Re: Performance patch for NE Ethernet

Richard B. Johnson (root@analogic.com)
Thu, 13 Feb 1997 14:20:32 -0500 (EST)


On Fri, 14 Feb 1997, Paul Gortmaker wrote:

>
> Not to be too harsh on anyone that is trying to help out, but the
> above claim is a bit dubious...
>
> > /* This check _should_not_ be necessary, omit eventually. */
> > - while ((inb_p(NE_BASE+EN0_ISR) & ENISR_RESET) == 0)
> > + while ((inb_p((NE_BASE+EN0_ISR)) & ENISR_RESET) == 0)
>
> Umm, adding extra sets of "( ... )" doesn't gain anything other than
> making it more work for me to read through the patch to see what you
> are trying to change. There are lots of these in this patch...

NE_BASE is a MACRO (#define), ENO_ISR is a MACRO (#define). inb_p() is
a MACRO that defines a compiler-specific "inline function".
We are _required_ to use parenthesis around concatenated macros and
parameters passed to macros to guarantee that the code you specify
is what you get. Whether or not one gets away with sloppy coding using
gcc is not pertainent.

If you bothered to apply the patch to a copy of ne.c, you would see
that I got rid of most of the trash.

>
> > - outb_p(ENISR_RESET, NE_BASE + EN0_ISR); /* Ack intr. */
> > + outb_p(ENISR_RESET, (NE_BASE + EN0_ISR)); /* Ack intr. */
>

> See above...

Ditto;

>
> > - the start of a page, so we optimize accordingly. */
> > + the start of a page, so we optimize accordingly.i
>
> Ummm, vi typo constitutes a patch? (Okay, we all do that now and again...)

It is inside a comment so wasn't detected.

>
> > - /* This *shouldn't* happen. If it does, it's the last thing you'll see */
> > - if (ei_status.dmaing) {
> > + /* This *shouldn't* happen. If it does, we'll fix it. */
> > + if (ei_status.dmaing)
> > + {
>
> No, that is written as such because it most likely *will* be the last
> thing you see, due to the way the hardware is. If the printk gets to the
> screen, then you have done well. Also, putting a { on a newline doesn't
> do anything more than make the patch bigger...

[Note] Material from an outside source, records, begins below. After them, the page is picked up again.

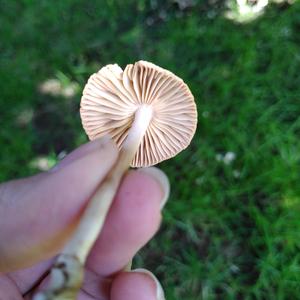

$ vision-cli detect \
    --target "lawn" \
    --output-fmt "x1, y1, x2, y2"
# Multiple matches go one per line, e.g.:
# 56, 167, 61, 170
0, 0, 300, 300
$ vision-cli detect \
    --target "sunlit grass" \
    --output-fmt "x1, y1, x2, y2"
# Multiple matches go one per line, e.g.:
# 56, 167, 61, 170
0, 0, 300, 300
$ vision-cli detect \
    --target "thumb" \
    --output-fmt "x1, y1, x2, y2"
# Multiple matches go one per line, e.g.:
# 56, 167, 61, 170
0, 137, 118, 272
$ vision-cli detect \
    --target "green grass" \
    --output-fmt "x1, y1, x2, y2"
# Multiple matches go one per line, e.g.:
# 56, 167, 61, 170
0, 0, 300, 300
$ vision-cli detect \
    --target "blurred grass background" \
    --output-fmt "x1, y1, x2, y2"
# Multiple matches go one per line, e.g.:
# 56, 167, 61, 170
0, 0, 300, 300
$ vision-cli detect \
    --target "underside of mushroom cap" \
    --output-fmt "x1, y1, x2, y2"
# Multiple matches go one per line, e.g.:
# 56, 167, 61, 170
80, 61, 197, 167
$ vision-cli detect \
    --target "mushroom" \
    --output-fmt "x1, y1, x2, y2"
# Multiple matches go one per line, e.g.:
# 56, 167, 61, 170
34, 61, 197, 300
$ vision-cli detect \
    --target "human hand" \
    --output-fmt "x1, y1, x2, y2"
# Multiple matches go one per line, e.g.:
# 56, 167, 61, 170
0, 138, 169, 300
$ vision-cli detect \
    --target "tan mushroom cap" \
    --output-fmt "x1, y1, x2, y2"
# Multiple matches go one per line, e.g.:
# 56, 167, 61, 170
80, 61, 197, 167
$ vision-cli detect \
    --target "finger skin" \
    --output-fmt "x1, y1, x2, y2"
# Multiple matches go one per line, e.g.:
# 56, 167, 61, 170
110, 272, 160, 300
0, 140, 118, 272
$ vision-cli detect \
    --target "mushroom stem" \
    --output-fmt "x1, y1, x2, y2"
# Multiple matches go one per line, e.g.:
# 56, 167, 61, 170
33, 105, 152, 300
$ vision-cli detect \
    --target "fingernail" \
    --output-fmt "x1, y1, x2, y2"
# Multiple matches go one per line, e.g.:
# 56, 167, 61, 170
131, 269, 166, 300
49, 135, 112, 172
138, 167, 170, 210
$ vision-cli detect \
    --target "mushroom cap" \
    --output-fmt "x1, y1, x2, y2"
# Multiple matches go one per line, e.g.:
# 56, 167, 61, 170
80, 61, 197, 167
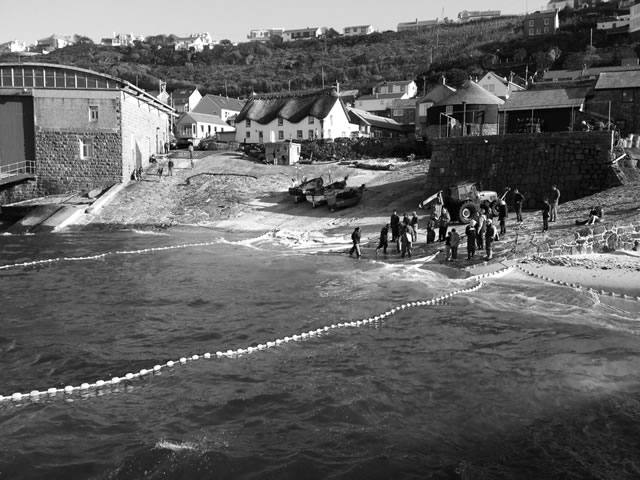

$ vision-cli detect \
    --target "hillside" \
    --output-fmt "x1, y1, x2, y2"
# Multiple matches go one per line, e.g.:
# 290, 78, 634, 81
5, 4, 639, 97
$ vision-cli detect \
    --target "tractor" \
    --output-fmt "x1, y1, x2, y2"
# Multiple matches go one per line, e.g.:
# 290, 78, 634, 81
419, 181, 510, 223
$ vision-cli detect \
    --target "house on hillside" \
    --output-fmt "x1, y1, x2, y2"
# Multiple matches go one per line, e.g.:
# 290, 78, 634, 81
355, 80, 418, 116
192, 95, 245, 122
236, 88, 358, 143
427, 80, 504, 138
0, 40, 27, 53
0, 63, 174, 198
396, 18, 438, 32
458, 10, 500, 23
342, 25, 376, 37
173, 32, 216, 52
500, 86, 592, 133
36, 34, 73, 53
387, 98, 416, 126
282, 27, 327, 42
583, 70, 640, 136
478, 72, 526, 100
546, 0, 576, 11
247, 28, 284, 42
174, 112, 235, 144
171, 87, 202, 113
415, 82, 456, 138
522, 10, 560, 37
348, 108, 409, 138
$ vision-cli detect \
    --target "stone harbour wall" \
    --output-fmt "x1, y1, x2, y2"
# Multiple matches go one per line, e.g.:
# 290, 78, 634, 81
425, 132, 621, 208
507, 222, 640, 259
36, 128, 122, 195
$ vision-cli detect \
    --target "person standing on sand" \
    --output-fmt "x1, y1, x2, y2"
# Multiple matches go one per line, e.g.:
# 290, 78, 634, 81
438, 207, 451, 242
349, 227, 362, 258
498, 200, 509, 235
484, 218, 497, 260
513, 188, 524, 223
389, 210, 400, 242
376, 223, 389, 255
451, 228, 460, 260
542, 198, 551, 232
188, 143, 193, 169
476, 208, 487, 250
549, 185, 560, 222
465, 220, 478, 260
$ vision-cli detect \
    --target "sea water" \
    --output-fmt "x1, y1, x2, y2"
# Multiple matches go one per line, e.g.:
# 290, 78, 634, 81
0, 230, 640, 479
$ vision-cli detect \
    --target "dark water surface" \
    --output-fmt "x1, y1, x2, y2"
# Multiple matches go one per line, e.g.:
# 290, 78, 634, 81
0, 231, 640, 479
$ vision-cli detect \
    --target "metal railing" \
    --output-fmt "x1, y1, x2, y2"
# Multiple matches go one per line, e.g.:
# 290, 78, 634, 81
0, 160, 36, 178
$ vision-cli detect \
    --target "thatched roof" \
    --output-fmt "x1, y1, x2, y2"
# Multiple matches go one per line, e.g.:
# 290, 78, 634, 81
434, 80, 504, 107
236, 89, 347, 125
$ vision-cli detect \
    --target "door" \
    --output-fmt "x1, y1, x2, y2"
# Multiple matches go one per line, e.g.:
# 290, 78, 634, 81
0, 96, 36, 170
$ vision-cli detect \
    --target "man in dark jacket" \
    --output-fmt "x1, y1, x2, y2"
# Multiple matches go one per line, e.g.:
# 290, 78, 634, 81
376, 223, 389, 255
349, 227, 362, 258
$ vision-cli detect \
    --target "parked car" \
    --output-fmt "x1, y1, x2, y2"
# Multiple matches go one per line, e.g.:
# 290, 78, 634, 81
176, 137, 200, 149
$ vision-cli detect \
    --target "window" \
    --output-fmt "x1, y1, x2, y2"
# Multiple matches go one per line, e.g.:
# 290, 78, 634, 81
89, 105, 98, 122
80, 138, 93, 159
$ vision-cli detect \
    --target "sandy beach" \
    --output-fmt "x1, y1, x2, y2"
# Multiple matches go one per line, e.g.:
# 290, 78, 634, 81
75, 152, 640, 297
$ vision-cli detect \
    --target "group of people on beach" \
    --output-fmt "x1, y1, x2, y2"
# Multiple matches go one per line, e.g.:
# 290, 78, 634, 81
349, 185, 604, 261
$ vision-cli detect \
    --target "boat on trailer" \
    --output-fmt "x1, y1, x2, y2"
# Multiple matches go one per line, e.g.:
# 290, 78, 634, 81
327, 183, 365, 212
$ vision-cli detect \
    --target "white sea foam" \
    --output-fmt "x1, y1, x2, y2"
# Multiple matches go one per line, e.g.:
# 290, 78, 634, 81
154, 440, 198, 452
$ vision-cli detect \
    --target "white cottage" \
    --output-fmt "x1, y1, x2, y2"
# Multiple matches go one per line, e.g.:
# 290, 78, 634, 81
236, 88, 358, 143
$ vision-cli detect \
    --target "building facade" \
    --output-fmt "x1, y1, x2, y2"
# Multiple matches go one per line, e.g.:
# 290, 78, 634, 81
0, 63, 173, 199
342, 25, 376, 37
522, 10, 560, 37
282, 27, 327, 42
247, 28, 284, 42
236, 89, 358, 143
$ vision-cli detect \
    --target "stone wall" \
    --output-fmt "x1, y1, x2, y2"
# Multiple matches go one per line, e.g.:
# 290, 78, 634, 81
35, 127, 122, 195
425, 132, 621, 208
508, 222, 640, 259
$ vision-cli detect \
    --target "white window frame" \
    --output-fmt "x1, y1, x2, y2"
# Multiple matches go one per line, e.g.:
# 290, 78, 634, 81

Not true. Absolutely not true.

>
> > + ne_reset_8390(dev);
>
> Well, a post "Oops, shouldn't have done that - reset the card." looks
> like a good idea, I doubt it will buy you a recovery.
>

> > - outb_p(E8390_NODMA+E8390_PAGE0+E8390_START, nic_base+ NE_CMD);
> > + outb_p(E8390_NODMA+E8390_PAGE0+E8390_START, (NE_BASE + NE_CMD));
>
> brackets... NE_BASE macro vs. nic_base will be obscured by GCC.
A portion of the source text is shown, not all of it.